October 20 -22, 2025 | Orlando, Florida, USA
INBC 2025

Diagnostic accuracy of AI-based models in stroke detection from neuroimaging: A systematic review and meta-analysis

Speaker at Neuroscience Conference - Hetvi
GCS Medical College, India
Title : Diagnostic accuracy of AI-based models in stroke detection from neuroimaging: A systematic review and meta-analysis

Abstract:

Introduction: Artificial intelligence (AI) is rapidly transforming diagnostic radiology, particularly in stroke imaging. Accurate and timely stroke detection is critical to reduce morbidity and mortality, and AI models- especially deep learning may enhance diagnostic performance from neuroimaging. This meta-analysis evaluates the pooled diagnostic accuracy of AI-based models in detecting stroke from CT and MRI, analysing sensitivity, specificity and AUC across various algorithm types and imaging modalities.
Methods: A pre-specified protocol was registered on the Open Science Framework (DOI: 10.17605/OSF.IO/FZNQS) and PRISMA guidelines were followed. A comprehensive search was conducted across PubMed, Embase, Scopus, Web of Science and IEEE Xplore to identify English language studies (2018-2025) reporting diagnostic accuracy of AI models for stroke detection on CT or MRI. Studies were included that used imaging to diagnose stroke, were published in peer-reviewed journals or as preprints and reported (or had enough data to calculate) sensitivity and specificity. Risk of bias was assessed using QUADAS-2 tool, which revealed low to moderate risk. A bivariate random effects model was employed to pool sensitivity and specificity. Subgroup analyses were performed for CT vs. MRI and model types (CNNs, 3D CNNs, Random Forest, commercial tools).

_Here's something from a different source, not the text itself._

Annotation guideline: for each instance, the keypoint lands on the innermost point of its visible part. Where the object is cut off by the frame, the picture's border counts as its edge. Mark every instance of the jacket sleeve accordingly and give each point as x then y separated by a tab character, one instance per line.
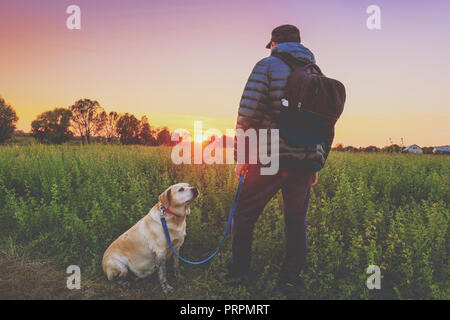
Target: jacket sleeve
328	143
254	100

Results: A total of 25 studies were included, encompassing diverse AI algorithms and imaging modalities.
Pooled Sensitivity: 0.90 (range 0.80-0.96)

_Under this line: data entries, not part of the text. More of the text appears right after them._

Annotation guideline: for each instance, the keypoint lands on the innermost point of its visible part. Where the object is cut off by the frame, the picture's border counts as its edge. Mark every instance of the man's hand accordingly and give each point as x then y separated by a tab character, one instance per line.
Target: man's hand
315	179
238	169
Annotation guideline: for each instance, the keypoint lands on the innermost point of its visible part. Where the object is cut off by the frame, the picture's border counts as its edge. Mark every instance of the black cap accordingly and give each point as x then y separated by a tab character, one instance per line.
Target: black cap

Pooled Specificity: 0.90 (range 0.71-0.98)
AUC values: Frequently >0.90, with highest performance observed for CNNs and 3D CNNs.
Modality-specific findings
CT -based models (especially CTA) demonstrated high sensitivity for large vessel occlusion and hemorrhage detection (0.90-0.95), with AUCs often exceeding 0.92.

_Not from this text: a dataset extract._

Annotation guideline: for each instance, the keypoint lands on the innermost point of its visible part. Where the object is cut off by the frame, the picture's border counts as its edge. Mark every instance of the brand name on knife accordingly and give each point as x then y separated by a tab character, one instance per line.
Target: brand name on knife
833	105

MRI -based models (notably DWI and MRA) showed comparable sensitivity (0.87-0.92) and higher specificity (up to 0.98), supporting their utility in early ischemic detection.
Model-specific findings
Convolutional Neural Networks (CNNs) and 3D CNNs were the most widely used and yielded the highest diagnostic performance (AUCs: 0.90-0.95).
Random forest algorithms showed promise in predictive tasks (sensitivity up to 0.96), but were less commonly applied to imaging.
Heterogeneity was assessed using the I2 statistic, which showed moderate to substantial variability across studies (I2= 69.3%) attributed to differences in imaging modalities, AI models and study populations.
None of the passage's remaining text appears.